GENEBRA - O enviado da Organização das Nações Unidas (ONU) e da Liga Árabe para a crise síria, Kofi Annan, quer que o Brasil envie tropas para integrar o contingente de observadores que será deslocado para monitorar um eventual plano de paz em Damasco e a implementação de um cessar-fogo.
A informação foi dada ao Estado com exclusividade pelo porta-voz de Annan, Ahmed Fawzi. A ONU espera delinear até a semana que vem um grupo de cerca de 250 homens que seriam enviados à Síria para garantir o cumprimento de um cessar-fogo, a partir do dia 12. Mas ativistas sírios, Annan e o próprio secretário-geral da ONU, Ban Ki-moon alertam que a repressão ganhou força nos últimos dias, numa demonstração de que o regime de Bashar Assad não dá sinais de ceder.
Em Brasília, por meio de sua assessoria de imprensa, o Itamaraty informou não ter recebido pedido para o envio de soldados à Síria. A criação de uma força de paz, ainda de acordo com a assessoria, somente é feita depois de aprovada no Conselho de Segurança da ONU, o que ainda não se deu. Caso isso ocorra, informa o Ministério de Relações Exteriores, o Brasil estudará o pedido de envio, pois o País "acompanha com interesse a situação na Síria".
Annan deu um prazo até terça-feira para que o regime sírio e a oposição comecem a abandonar as armas e Damasco retire tanques e armas pesadas de centros urbanos. Com isso, um cessar-fogo amplo seria iniciado de fato na quinta-feira.
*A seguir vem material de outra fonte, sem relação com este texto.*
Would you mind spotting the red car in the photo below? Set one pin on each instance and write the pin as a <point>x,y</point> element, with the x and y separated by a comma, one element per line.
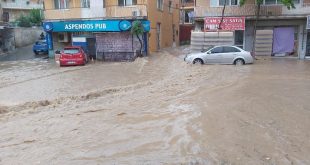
<point>73,55</point>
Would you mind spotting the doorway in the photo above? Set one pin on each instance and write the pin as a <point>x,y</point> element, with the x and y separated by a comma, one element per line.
<point>91,47</point>
<point>158,32</point>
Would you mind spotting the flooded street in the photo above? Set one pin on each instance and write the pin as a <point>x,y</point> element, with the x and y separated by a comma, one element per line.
<point>156,110</point>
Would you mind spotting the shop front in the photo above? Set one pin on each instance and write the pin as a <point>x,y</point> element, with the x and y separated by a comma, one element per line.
<point>109,40</point>
<point>277,37</point>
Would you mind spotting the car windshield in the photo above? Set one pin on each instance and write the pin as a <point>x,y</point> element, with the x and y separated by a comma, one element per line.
<point>206,49</point>
<point>71,51</point>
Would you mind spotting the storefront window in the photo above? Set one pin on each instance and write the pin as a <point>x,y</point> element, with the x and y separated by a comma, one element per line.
<point>85,3</point>
<point>61,4</point>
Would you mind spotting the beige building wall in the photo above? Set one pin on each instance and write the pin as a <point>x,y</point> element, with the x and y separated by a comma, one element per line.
<point>166,20</point>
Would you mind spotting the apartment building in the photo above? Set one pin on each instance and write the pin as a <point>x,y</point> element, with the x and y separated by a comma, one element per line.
<point>102,27</point>
<point>12,9</point>
<point>280,31</point>
<point>6,36</point>
<point>187,16</point>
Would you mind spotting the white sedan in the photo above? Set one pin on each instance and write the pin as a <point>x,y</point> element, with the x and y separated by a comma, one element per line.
<point>221,55</point>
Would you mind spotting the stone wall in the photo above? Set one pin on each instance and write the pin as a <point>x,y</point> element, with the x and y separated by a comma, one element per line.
<point>26,36</point>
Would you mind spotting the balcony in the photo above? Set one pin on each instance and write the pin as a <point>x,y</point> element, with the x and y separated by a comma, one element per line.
<point>19,4</point>
<point>188,4</point>
<point>96,12</point>
<point>246,10</point>
<point>126,11</point>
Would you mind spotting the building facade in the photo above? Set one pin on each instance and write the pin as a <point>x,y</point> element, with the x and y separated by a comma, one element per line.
<point>278,28</point>
<point>102,27</point>
<point>12,9</point>
<point>187,16</point>
<point>6,35</point>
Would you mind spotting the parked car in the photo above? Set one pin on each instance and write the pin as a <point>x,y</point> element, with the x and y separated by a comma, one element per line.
<point>221,55</point>
<point>40,47</point>
<point>73,55</point>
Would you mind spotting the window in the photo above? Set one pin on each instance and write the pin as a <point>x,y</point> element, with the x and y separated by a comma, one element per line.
<point>216,3</point>
<point>160,5</point>
<point>6,16</point>
<point>170,6</point>
<point>229,49</point>
<point>61,4</point>
<point>127,2</point>
<point>217,50</point>
<point>85,3</point>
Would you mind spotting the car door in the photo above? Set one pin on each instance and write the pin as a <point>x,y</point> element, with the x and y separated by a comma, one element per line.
<point>214,56</point>
<point>229,53</point>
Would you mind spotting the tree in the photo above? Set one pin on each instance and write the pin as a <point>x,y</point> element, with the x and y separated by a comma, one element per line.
<point>288,3</point>
<point>137,29</point>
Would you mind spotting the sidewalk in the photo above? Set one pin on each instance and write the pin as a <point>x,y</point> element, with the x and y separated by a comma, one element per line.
<point>23,53</point>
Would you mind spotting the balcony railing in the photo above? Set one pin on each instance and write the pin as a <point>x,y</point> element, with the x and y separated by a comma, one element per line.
<point>96,12</point>
<point>246,10</point>
<point>249,10</point>
<point>21,5</point>
<point>127,11</point>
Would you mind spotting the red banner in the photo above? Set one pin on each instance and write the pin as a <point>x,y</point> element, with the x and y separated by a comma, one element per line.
<point>228,23</point>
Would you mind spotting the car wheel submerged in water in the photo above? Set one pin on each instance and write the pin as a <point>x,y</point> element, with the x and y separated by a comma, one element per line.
<point>220,55</point>
<point>198,61</point>
<point>239,62</point>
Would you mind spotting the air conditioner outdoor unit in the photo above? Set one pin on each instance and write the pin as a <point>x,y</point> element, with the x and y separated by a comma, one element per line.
<point>62,37</point>
<point>136,13</point>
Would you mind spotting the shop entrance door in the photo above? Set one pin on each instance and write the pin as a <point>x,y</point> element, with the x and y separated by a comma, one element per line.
<point>91,47</point>
<point>308,45</point>
<point>263,44</point>
<point>158,31</point>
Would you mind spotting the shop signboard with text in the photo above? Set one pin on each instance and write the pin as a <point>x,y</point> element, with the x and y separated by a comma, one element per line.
<point>228,23</point>
<point>92,26</point>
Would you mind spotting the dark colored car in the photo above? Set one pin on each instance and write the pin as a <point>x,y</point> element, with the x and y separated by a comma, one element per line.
<point>40,47</point>
<point>73,55</point>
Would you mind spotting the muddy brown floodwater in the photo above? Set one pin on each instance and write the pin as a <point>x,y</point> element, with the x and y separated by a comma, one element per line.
<point>156,110</point>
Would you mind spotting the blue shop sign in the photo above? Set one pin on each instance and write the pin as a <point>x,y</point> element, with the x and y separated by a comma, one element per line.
<point>92,26</point>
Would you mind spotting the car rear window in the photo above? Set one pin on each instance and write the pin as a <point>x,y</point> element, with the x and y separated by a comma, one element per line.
<point>71,51</point>
<point>228,49</point>
<point>41,42</point>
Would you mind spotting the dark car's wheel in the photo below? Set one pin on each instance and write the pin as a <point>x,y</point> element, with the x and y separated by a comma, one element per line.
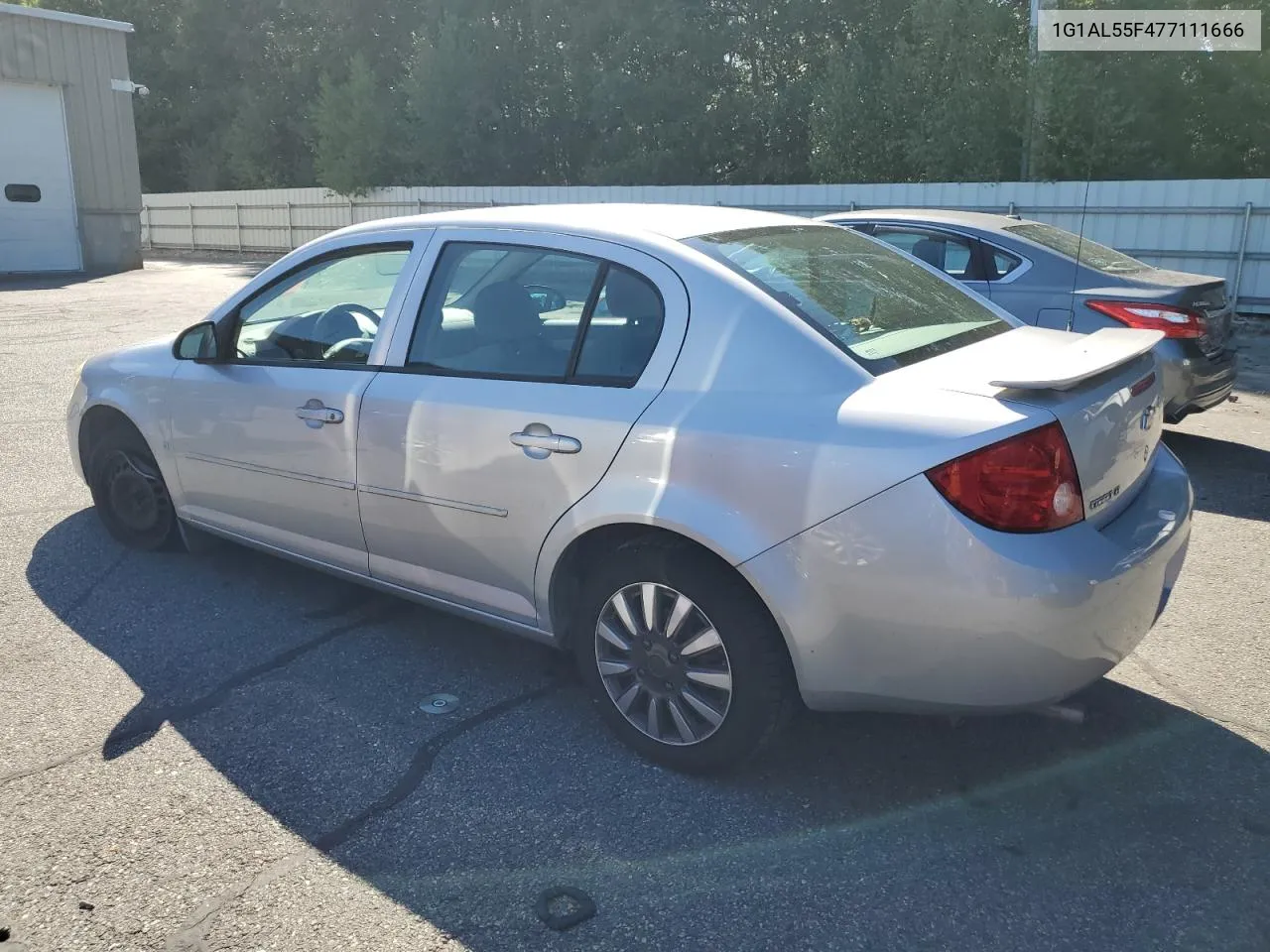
<point>683,658</point>
<point>128,492</point>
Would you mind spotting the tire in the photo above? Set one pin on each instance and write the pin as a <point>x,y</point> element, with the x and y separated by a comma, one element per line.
<point>683,675</point>
<point>130,493</point>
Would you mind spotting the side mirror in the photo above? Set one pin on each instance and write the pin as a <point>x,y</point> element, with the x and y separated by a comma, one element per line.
<point>197,343</point>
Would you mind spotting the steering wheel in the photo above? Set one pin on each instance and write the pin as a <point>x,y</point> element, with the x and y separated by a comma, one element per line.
<point>327,326</point>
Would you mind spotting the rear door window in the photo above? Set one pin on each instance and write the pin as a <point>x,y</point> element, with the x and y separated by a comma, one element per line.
<point>952,254</point>
<point>878,306</point>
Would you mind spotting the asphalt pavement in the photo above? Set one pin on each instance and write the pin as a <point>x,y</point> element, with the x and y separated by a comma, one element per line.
<point>227,752</point>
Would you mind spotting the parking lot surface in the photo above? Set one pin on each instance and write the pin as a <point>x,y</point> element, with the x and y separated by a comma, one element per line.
<point>227,752</point>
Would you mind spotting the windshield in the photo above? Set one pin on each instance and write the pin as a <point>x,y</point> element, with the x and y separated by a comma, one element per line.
<point>873,301</point>
<point>1091,254</point>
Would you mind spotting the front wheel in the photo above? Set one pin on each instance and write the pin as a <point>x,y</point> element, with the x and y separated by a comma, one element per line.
<point>683,658</point>
<point>130,493</point>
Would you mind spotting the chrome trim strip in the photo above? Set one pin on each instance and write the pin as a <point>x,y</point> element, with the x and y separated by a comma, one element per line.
<point>435,500</point>
<point>267,470</point>
<point>475,615</point>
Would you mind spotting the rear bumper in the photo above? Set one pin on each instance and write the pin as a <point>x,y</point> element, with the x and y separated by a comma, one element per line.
<point>1193,381</point>
<point>902,603</point>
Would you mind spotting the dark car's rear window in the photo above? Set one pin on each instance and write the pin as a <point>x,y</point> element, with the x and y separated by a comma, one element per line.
<point>880,307</point>
<point>1091,254</point>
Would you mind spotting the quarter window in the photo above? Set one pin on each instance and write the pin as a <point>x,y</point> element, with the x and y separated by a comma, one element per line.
<point>17,191</point>
<point>1003,263</point>
<point>326,311</point>
<point>535,313</point>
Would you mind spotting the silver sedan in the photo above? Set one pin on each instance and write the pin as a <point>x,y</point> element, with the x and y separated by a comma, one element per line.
<point>729,460</point>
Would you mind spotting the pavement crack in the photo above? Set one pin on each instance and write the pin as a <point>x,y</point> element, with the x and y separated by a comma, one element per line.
<point>48,766</point>
<point>144,721</point>
<point>422,763</point>
<point>193,936</point>
<point>149,721</point>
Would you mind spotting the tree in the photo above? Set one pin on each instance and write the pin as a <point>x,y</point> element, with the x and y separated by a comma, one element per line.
<point>350,123</point>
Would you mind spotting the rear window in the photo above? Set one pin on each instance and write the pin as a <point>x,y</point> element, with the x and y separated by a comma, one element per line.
<point>871,301</point>
<point>1093,255</point>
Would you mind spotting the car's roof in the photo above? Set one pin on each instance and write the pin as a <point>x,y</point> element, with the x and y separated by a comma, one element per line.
<point>983,221</point>
<point>599,220</point>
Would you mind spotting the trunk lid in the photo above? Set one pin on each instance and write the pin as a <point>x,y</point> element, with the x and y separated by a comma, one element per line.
<point>1102,388</point>
<point>1197,293</point>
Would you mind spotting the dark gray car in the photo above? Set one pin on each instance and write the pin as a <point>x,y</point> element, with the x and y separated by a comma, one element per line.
<point>1030,270</point>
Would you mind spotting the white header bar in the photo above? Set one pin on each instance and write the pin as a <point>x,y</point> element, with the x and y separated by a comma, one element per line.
<point>1142,31</point>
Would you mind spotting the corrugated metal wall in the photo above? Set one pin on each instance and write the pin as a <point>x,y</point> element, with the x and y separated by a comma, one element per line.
<point>1193,225</point>
<point>82,60</point>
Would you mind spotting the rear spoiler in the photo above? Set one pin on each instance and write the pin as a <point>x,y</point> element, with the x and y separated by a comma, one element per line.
<point>1065,366</point>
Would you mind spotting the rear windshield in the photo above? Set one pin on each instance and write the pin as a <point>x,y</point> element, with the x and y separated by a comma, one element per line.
<point>1093,255</point>
<point>871,301</point>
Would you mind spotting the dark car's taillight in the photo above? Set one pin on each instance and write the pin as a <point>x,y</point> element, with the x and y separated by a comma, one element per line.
<point>1175,321</point>
<point>1021,484</point>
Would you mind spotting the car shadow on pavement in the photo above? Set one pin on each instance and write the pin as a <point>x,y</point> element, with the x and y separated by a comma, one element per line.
<point>1147,826</point>
<point>1230,479</point>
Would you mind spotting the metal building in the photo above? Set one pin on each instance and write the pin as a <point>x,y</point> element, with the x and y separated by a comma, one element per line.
<point>71,189</point>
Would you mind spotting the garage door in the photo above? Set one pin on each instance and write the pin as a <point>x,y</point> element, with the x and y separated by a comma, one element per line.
<point>37,203</point>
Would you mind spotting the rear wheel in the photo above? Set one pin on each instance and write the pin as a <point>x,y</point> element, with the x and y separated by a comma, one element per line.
<point>130,493</point>
<point>681,657</point>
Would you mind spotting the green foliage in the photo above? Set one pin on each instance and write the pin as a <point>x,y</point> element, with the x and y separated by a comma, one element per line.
<point>350,95</point>
<point>352,131</point>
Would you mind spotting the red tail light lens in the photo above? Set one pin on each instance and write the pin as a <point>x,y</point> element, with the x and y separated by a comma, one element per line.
<point>1175,321</point>
<point>1023,484</point>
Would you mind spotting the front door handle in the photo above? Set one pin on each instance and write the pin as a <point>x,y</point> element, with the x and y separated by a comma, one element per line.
<point>539,442</point>
<point>316,414</point>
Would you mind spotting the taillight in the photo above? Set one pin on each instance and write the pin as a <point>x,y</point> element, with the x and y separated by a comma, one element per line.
<point>1175,321</point>
<point>1021,484</point>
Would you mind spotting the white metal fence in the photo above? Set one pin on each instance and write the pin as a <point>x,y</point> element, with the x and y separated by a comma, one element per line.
<point>1210,226</point>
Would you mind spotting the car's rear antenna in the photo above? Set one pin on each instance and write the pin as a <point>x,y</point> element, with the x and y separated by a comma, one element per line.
<point>1080,241</point>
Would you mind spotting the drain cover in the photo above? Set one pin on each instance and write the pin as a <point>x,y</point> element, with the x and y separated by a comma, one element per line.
<point>439,703</point>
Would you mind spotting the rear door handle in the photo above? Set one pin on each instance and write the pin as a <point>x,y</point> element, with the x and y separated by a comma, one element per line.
<point>316,414</point>
<point>539,442</point>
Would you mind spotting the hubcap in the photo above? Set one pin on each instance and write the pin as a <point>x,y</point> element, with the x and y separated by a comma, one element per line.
<point>137,498</point>
<point>663,664</point>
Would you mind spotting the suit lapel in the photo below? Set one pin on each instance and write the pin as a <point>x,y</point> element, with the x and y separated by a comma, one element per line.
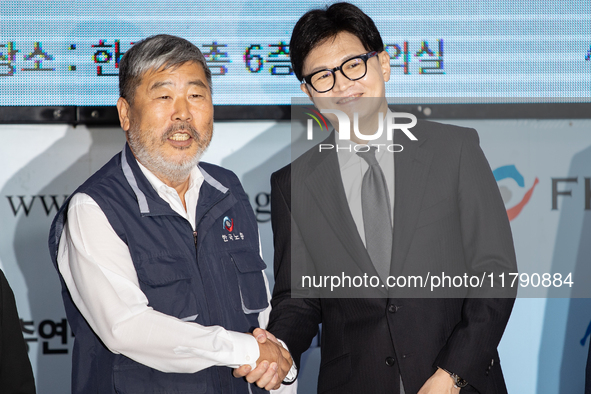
<point>411,168</point>
<point>326,186</point>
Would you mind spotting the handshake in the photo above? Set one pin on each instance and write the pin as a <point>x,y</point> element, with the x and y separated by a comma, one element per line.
<point>272,366</point>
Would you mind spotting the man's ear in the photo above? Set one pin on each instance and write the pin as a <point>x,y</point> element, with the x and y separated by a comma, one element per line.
<point>123,109</point>
<point>384,57</point>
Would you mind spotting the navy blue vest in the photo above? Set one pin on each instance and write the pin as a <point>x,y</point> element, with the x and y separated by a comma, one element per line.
<point>211,276</point>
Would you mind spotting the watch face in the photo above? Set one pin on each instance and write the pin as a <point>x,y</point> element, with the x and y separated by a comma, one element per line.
<point>460,382</point>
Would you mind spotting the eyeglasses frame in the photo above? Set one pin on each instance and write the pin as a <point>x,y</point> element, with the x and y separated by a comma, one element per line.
<point>365,57</point>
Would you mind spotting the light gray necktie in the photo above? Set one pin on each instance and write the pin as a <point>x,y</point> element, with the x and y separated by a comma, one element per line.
<point>377,219</point>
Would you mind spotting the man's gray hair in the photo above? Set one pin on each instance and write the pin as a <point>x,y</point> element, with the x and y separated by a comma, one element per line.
<point>162,51</point>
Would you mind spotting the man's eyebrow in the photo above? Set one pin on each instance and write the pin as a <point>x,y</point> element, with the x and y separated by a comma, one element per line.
<point>198,82</point>
<point>160,84</point>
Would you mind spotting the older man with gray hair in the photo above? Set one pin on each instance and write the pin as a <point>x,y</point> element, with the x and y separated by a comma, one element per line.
<point>158,253</point>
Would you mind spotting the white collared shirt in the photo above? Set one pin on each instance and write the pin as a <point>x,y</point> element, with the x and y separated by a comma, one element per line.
<point>98,271</point>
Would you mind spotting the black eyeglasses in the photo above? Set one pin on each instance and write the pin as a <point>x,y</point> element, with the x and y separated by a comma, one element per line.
<point>353,69</point>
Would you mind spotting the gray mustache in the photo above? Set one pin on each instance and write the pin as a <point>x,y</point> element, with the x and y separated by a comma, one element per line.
<point>181,127</point>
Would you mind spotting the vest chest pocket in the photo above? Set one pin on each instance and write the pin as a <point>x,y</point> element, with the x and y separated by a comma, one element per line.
<point>168,284</point>
<point>246,284</point>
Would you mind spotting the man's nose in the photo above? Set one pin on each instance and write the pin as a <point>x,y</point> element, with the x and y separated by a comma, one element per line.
<point>181,110</point>
<point>342,83</point>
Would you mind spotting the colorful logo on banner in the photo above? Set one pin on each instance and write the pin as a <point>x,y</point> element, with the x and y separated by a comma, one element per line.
<point>510,171</point>
<point>228,224</point>
<point>315,116</point>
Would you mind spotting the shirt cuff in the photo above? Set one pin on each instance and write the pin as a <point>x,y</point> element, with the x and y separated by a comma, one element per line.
<point>293,371</point>
<point>246,349</point>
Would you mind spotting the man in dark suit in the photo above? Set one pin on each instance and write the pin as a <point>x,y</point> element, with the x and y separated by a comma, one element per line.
<point>447,218</point>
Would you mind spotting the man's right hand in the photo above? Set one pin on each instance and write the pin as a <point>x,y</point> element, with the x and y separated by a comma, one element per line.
<point>272,366</point>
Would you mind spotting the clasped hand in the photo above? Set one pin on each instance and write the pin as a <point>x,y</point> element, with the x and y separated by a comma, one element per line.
<point>272,366</point>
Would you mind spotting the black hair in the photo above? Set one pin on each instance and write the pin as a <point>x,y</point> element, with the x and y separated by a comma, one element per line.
<point>318,25</point>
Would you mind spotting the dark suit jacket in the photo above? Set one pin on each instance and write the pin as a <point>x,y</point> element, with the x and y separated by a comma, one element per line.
<point>447,212</point>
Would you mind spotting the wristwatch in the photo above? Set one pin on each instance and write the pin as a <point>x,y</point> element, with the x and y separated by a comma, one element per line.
<point>458,382</point>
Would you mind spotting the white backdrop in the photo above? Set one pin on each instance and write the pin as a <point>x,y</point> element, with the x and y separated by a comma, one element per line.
<point>545,345</point>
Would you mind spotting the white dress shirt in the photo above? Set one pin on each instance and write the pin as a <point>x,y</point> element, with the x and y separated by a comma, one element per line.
<point>99,273</point>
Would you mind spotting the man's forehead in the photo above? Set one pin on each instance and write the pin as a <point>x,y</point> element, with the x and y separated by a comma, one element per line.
<point>332,51</point>
<point>189,73</point>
O acordo também prevê que nenhuma cidade será alvo de uma nova incursão militar.
"Esperamos que no dia 10 o governo sírio tenha concluído a retirada de suas tropas dos centros urbanos", disse Fawzi. "A partir desse momento, começa um período de 48 horas, durante o qual cessarão totalmente todas as formas de violência por todas as partes, o que inclui o governo sírio e a oposição."
"Daí, então, esperamos que haja espaço para um diálogo político", disse Fawzi. "O cessar-fogo não é um fim em si mesmo. Tudo isso é para criar condições para que haja um diálogo na direção da democracia. Por isso, a missão de observadores é fundamental", disse Annan.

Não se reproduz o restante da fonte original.